More on carrots and sticks

I just received the Career Innovation Newsletter containing a link to an article When Performance-Related Pay Backfires. It previews a day of discussion of recent research on performance related pay that was held on June 30 2009 at the London School of Economics (LSE)

One piece of research, by Samuel Bowles and Sandra Reyes of the Santa Fe Institute, was an analysis of 51 separate experimental studies of financial incentives in employment relations' . The paper has the rather daunting title of "Economic Incentives and Social Preferences: A Preference-Based Lucas Critique of Public Policy". The Abstract is not for the faint-hearted:

Policies and explicit incentives designed for self-regarding individuals sometimes are less effective or even counterproductive when they diminish altruism, ethical norms and other social preferences. Evidence from 51 experimental studies indicates that this crowding out effect is pervasive, and that crowding in also occurs. A model in which self-regarding and social preferences may be either substitutes or complements is developed and evidence for the mechanisms underlying this non-additivity feature of preferences is provided. The result is a preference-based analogue to the Lucas Critique restricting feasible implementation to allocations that are supportable given the effect of incentives on preferences.

But this has been simplified for those of us not deep in the academic research sphere. Dr Bernd Irlenbusch from the LSE's Department of Management translates:

'We find that financial incentives may indeed reduce intrinsic motivation and diminish ethical or other reasons for complying with workplace social norms such as fairness. As a consequence, the provision of incentives can result in a negative impact on overall performance,'

(In my current mode of trying to learn some Chinese, through the BBC, I find there are two modes of writing it one is in 'simplified characters' the other 'complex characters', also known as 'traditional form'. This seems an apt parallel between academic writing and newspaper reporting of it.)

Another research paper mentioned was Dr Oriana Bandiera's who, with two colleagues, researched team incentives. Her abstract opens with

Team incentives can affect productivity both through changes in worker effort and in
team composition. We present evidence from a field experiment that allows us to compare three common team incentive schemes: piece rates, performance feedback, and tournaments. Theory illustrates that when workers face a trade-off between matching by ability and by social ties, providing stronger incentives can lead high ability workers to prefer to form teams with similarly skilled colleagues instead of colleagues they are socially linked to.

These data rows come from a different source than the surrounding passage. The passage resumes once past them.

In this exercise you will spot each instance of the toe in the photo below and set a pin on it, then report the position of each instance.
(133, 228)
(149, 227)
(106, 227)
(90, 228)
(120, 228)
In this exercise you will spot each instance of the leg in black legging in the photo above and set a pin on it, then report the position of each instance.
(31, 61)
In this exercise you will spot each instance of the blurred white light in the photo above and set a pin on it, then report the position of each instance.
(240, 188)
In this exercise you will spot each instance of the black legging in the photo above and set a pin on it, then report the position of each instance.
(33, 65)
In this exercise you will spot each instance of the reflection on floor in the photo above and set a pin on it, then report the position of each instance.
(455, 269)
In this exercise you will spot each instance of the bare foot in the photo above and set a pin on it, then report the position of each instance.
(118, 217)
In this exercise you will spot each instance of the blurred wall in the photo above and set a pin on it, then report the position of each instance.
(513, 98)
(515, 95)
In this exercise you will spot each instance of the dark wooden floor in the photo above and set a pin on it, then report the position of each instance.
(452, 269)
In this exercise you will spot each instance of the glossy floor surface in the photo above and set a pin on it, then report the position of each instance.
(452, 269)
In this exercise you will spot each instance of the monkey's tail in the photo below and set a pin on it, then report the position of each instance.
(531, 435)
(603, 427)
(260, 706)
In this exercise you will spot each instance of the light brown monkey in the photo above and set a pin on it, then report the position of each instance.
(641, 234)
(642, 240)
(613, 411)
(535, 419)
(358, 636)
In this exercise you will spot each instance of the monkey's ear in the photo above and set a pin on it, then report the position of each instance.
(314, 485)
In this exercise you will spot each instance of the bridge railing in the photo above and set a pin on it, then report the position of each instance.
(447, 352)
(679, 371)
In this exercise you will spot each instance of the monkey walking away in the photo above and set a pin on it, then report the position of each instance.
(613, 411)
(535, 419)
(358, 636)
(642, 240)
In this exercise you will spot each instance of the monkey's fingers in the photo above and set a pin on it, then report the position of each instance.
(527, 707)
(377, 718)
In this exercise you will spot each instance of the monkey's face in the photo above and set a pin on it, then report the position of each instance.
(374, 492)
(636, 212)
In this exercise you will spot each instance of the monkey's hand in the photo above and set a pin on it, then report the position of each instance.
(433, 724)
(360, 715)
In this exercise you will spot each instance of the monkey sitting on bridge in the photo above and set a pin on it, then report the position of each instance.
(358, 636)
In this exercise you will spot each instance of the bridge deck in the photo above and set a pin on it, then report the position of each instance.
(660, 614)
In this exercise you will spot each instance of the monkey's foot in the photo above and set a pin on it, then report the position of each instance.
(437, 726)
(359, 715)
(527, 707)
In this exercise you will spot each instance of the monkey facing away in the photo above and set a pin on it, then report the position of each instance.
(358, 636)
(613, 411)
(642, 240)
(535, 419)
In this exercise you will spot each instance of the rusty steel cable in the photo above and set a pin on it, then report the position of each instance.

What the newspaper article does not mention is another piece of research conducted by Bandiera on Matching Firms, Managers, and Incentives

"This paper aims to provide evidence on the match between firms and managers through the adoption of different managerial practices. Using a survey specifically designed for this purpose we collect detailed information on managerial incentive policies – both explicit as performance bonuses and implicit as career advancement – and on the individual characteristics of managers and firms. Informed by incentive theory, we collect measures of the managers' talent and risk aversion, as both variables affect the managers' preference towards different incentive schemes."

What the researchers find is that there is a correlation between a manager's risk appetite, talent, and choices about incentive schemes.

The power of incentives is positively correlated with managers risk tolerance and measured ability and where incentives are more powerful managers exert more effort, are paid more and are more satisfied, as implied by our theory. We also show that firms that offer high powered incentives perform better and this result holds even after controlling for the type of ownership." (They investigated family owned and 'widely' owned companies.)

These various pieces of research led me to the (fairly obvious) conclusion that designing workable incentive schemes is a complex undertaking – what works for one person/organization does not work for another. Again the notion of a flexible or menu based scheme came to mind.